Many people are turning to buying a franchise as an alternative to the standard corporate job. They are attracted by the numerous franchise opportunities and the prospect of gaining control over their destiny. The numbers paint a pretty picture as well: according to recent reports, the local franchise industry continues to grow and accounts for more than 3% of the annual GDP.
But, regardless of the business niche you are interested in, if you contemplate the prospect of buying a franchise, you need to first familiarize yourself with the Franchise Disclosure Document (FDD).
What is an FDD?
The FDD is a legal document that every franchise for sale must provide to prospective buyers. The FDD is usually sent by the franchisors a few days before signing the contract or agreeing on any financial transactions.
Most FDDs include the following information:
- An overview of the company’s history
- Initial franchise fees
- Legal obligations for both parties
- Proprietary information and patents
- Termination, transfer, and renewal
Some franchise agreements can also include financial performance representations.
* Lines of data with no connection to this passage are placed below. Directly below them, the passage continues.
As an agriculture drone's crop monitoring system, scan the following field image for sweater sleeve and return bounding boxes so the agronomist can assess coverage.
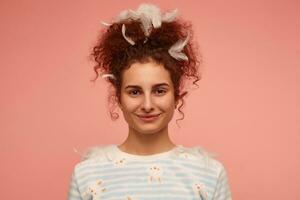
[68,170,82,200]
[213,166,232,200]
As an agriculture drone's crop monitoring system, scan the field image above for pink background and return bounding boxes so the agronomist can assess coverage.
[0,0,300,200]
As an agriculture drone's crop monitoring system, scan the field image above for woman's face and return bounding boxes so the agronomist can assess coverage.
[120,61,176,134]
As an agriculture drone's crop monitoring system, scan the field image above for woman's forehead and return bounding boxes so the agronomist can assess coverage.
[122,62,171,84]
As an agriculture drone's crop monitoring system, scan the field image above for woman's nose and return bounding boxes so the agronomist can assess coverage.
[142,94,154,112]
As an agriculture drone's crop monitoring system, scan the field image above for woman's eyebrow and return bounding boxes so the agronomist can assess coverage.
[125,83,170,89]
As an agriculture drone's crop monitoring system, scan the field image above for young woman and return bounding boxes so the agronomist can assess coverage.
[69,4,231,200]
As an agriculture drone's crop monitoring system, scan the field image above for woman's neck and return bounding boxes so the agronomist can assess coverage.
[118,127,176,155]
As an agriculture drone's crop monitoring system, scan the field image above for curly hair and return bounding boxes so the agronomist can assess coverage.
[91,11,201,120]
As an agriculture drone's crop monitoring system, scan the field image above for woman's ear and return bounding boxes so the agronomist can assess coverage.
[175,100,179,109]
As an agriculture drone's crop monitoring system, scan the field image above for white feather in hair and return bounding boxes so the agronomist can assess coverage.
[162,9,178,22]
[122,24,135,45]
[168,34,190,61]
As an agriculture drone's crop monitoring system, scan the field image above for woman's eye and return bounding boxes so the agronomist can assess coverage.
[155,89,166,95]
[129,90,139,96]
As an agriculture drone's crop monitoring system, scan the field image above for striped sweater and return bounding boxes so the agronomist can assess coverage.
[68,144,231,200]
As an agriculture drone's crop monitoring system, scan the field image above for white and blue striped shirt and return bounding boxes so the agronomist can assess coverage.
[68,144,231,200]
How to Read a Franchise Disclosure Document
A Franchise Disclosure Document runs in hundreds of pages, and it’s usually written in an intimidating language. If you are not familiar with the jargon, it can be hard to comprehend all the important pieces of information. To help you make sense of it and ensure that you won’t be missing any franchise opportunities, we’ll walk you through some of the most important items in an FDD.
Pay Attention to the Franchise Company
Most FDDs begin with a brief history of the franchise for sale and and often include detailed information about the business model, profits, and so on. Although pretty basic, this section can provide valuable insights into the franchise’s past, especially if it has been sold and purchased many times over the years.
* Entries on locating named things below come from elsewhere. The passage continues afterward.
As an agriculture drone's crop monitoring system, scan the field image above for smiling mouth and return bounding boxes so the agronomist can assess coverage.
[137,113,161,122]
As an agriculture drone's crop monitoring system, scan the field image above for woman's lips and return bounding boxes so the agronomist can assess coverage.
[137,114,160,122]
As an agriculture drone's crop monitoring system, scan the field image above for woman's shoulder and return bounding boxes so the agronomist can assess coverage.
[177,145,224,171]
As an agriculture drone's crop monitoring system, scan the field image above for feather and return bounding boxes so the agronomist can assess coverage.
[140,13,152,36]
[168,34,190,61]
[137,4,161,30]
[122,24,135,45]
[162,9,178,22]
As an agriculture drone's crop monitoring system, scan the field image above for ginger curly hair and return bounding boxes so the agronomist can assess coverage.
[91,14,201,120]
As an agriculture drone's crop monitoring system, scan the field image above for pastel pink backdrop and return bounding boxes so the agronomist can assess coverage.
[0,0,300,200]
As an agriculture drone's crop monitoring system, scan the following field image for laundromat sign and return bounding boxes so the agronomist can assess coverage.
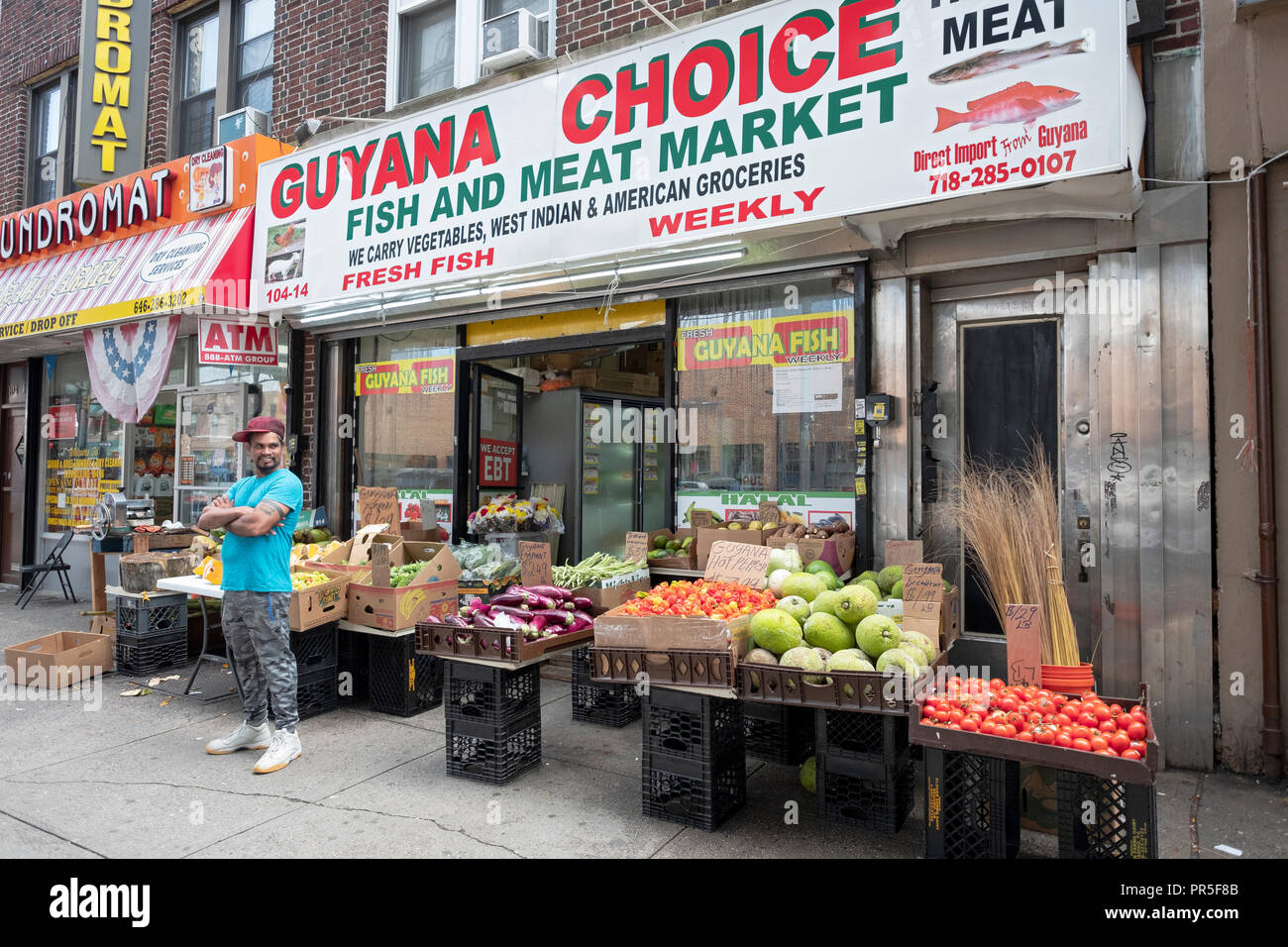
[679,313,854,371]
[355,356,456,394]
[254,0,1129,308]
Make Sure You Understand the Litigation
Franchisors are required to disclose all litigation they’ve been involved in during the last few years. Don’t get worried if you notice a few claims – even the most successful businesses are bound to have a few cases listed. However, be wary if the franchise has multiple lawsuits or class actions pending that could bankrupt the company.
Carefully Analyze the Estimated Initial Investment
This section details the various costs that you’ll have to pay to become a franchisee. To make sense of the numbers, you need to know what the average initial fees for a similar business are as well as the costs for marketing, equipment, real estate, and so on.
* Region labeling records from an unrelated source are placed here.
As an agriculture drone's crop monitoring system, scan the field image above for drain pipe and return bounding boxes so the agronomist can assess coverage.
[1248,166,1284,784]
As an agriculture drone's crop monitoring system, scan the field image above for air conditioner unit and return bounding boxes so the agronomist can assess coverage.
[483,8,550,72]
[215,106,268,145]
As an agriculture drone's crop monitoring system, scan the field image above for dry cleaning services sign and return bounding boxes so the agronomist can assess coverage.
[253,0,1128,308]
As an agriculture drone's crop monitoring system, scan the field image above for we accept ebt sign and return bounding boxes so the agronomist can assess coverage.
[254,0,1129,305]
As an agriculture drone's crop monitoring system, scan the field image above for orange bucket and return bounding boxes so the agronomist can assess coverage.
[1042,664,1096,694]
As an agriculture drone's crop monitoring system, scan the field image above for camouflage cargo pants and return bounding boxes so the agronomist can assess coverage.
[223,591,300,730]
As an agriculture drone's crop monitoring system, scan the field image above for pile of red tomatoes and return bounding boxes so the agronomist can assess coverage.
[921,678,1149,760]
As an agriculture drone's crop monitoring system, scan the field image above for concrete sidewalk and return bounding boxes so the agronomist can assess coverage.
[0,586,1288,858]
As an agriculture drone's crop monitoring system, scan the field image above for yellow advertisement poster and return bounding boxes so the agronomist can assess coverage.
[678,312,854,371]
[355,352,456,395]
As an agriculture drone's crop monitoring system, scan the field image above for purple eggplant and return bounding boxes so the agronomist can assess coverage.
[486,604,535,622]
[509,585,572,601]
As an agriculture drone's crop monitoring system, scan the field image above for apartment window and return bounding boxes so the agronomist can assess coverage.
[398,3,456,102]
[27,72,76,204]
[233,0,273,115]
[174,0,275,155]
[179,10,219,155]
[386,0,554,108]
Don’t Neglect the Fees and Expenses
Do yourself a favor and carefully analyze the fees section. Royalties are a regular ongoing fee, but they are not the only ones. Depending on the industry, look for software licensing fees, advertising fees, and so on.
The Financing section of the FDD tells you whether the franchise for sale offers a lending program or if the company has deals with outside lenders. Make sure you understand the financing plan and stipulations. Keep in mind that borrowing from your franchisor is similar to lending money from a bank. Ensure that you follow and respect the credit terms. Otherwise, the franchisor might choose to terminate the agreement.
Trademarks, Patents, and Proprietary Information
This section of the Franchise Disclosure Document is pretty straightforward, and it lists the patents, copyrights, and trademarks that the franchisor has obtained. A trademark that isn’t registered is a red flag, so keep your eyes opened for any potential problems.
Review the Terms of Termination and Renewal
One of the most important things when reading a franchise agreement is ensuring that you understand the relationship between the franchisee and the franchisor. Carefully review the terms of termination and renewal and make sure you understand how disputes will be resolved. As a rule of thumb, try to include as many financial conditions into the renewal as possible.
Analyze the Financial Statements
One key question to ask yourself is whether the franchisor is making the bulk of its revenue from ongoing royalties (a sign of a profitable business) or from selling new franchises (a potential red flag).
Financial Performance Representation
Some FDD can include details about what the franchisees may expect in terms of sales and profits. This critical information can help you determine whether you should invest or keep looking for other franchise opportunities. Unfortunately, this information is voluntary, and about 70% of franchisors choose not to include it in the document.
In some regards, and FDD is similar to a prenuptial agreement: not very romantic, but you’d better read it carefully before you sign it. Keep these tips in mind when selecting your next franchise opportunity.